La
divisione del testatore ha invece efficacia reale e perciò, a differenza dall’assegno divisionale, evita la formazione della comunione ereditaria. Questa divisione, che, come è detto espressamente nell’art.
734, può riguardare anche la legittima, deve comprendere, sotto pena di nullità, tutti i legittimari e gli eredi istituiti. Secondo il codice precedente, la difficoltà di conciliare la qualità di eredi dei discendenti apporzionati con l’assegnazione di beni determinati doveva superarsi ritenendo che la qualità di eredi dei discendenti dipendesse esclusivamente dalla legge. La stessa spiegazione si deve ancora dare della qualità di eredi dei legittimari apporzionati. Quanto agli apporzionati non legittimari, lo stesso art.

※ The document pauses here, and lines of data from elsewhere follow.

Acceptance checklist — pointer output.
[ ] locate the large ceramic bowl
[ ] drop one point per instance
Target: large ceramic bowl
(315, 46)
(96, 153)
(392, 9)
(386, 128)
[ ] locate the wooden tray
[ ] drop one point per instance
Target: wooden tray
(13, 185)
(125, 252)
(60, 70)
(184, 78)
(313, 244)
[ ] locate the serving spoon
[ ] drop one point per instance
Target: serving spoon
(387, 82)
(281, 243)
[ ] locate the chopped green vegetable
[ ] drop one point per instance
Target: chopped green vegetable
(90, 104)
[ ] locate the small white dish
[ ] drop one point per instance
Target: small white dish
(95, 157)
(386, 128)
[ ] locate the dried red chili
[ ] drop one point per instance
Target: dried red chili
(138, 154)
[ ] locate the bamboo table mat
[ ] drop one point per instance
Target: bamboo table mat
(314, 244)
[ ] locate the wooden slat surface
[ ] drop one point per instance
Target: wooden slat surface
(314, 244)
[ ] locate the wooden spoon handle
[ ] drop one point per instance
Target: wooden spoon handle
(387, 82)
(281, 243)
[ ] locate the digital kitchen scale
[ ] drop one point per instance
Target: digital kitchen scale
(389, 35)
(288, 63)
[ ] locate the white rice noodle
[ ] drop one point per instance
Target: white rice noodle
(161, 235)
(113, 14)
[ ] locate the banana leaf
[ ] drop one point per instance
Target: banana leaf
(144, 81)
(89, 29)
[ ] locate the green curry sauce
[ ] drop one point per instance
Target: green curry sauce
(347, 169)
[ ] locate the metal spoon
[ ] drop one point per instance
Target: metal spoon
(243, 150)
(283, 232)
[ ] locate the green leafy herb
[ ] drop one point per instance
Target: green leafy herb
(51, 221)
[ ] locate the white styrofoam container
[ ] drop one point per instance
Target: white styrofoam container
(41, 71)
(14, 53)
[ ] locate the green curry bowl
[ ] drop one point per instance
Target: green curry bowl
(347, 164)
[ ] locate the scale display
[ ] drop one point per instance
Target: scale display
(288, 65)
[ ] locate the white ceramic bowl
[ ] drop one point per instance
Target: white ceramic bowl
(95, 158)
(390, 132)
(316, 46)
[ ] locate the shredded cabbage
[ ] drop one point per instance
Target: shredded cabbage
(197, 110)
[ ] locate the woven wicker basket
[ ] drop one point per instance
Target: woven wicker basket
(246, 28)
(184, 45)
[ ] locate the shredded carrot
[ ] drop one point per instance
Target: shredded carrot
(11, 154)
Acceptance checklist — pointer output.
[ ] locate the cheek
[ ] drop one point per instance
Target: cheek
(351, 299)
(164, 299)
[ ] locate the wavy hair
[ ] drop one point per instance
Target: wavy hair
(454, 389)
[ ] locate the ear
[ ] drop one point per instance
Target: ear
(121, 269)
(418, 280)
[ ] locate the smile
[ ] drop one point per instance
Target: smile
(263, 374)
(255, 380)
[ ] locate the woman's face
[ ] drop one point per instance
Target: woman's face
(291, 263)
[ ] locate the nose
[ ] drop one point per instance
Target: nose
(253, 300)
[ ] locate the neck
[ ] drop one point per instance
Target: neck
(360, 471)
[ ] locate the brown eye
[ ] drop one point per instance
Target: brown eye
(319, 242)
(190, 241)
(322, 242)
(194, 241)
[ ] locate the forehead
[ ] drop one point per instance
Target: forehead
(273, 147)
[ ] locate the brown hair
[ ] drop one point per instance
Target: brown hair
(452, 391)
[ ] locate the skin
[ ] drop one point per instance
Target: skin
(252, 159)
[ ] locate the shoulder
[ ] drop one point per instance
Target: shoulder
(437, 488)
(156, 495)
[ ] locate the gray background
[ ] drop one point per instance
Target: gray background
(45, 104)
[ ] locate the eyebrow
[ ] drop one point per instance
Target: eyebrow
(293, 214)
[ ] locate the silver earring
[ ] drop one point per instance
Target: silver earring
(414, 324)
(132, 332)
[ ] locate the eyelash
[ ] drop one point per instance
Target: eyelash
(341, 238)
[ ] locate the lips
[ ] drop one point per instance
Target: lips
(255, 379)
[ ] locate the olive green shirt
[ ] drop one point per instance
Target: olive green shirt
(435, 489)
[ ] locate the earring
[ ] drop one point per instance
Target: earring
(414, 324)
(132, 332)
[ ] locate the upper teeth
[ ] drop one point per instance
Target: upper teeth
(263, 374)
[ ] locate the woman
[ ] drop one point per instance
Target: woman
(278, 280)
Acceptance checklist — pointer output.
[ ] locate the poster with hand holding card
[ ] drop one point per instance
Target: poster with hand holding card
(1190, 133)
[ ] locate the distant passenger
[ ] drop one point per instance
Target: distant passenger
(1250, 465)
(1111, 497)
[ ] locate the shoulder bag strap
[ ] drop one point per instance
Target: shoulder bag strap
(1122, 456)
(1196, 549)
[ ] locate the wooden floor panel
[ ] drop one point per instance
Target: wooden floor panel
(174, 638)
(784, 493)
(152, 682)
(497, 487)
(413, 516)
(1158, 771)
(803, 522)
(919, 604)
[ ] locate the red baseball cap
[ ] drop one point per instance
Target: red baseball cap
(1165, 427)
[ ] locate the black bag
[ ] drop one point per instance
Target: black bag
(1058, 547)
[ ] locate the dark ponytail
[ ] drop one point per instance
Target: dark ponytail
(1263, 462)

735, sancendo la nullità della divisione in cui non siano compresi gli eredi istituiti, autorizza a ritenere che l’istituzione di erede non dipenda dall’apporzionamento, ma sia il
prius logico dello stesso. In tal modo si ammette, è vero, che, quando vi sia divisione del testatore, sussista un’istituzione di erede svincolata dall’attribuzione di una quota; ma l’evidente eccezionalità dell’istituto, richiamato dalla disposizione che stiamo esaminando, in deroga al principio stabilito nella prima parte della stessa, conferma che per regola non compete al
de cuius la facoltà di comporre la quota legittima con beni determinati.
La divisione può essere impugnata, se vi è lesione della quota di riserva: la lesione può tuttavia essere eliminata dagli altri eredi mediante l'offerta di supplemento.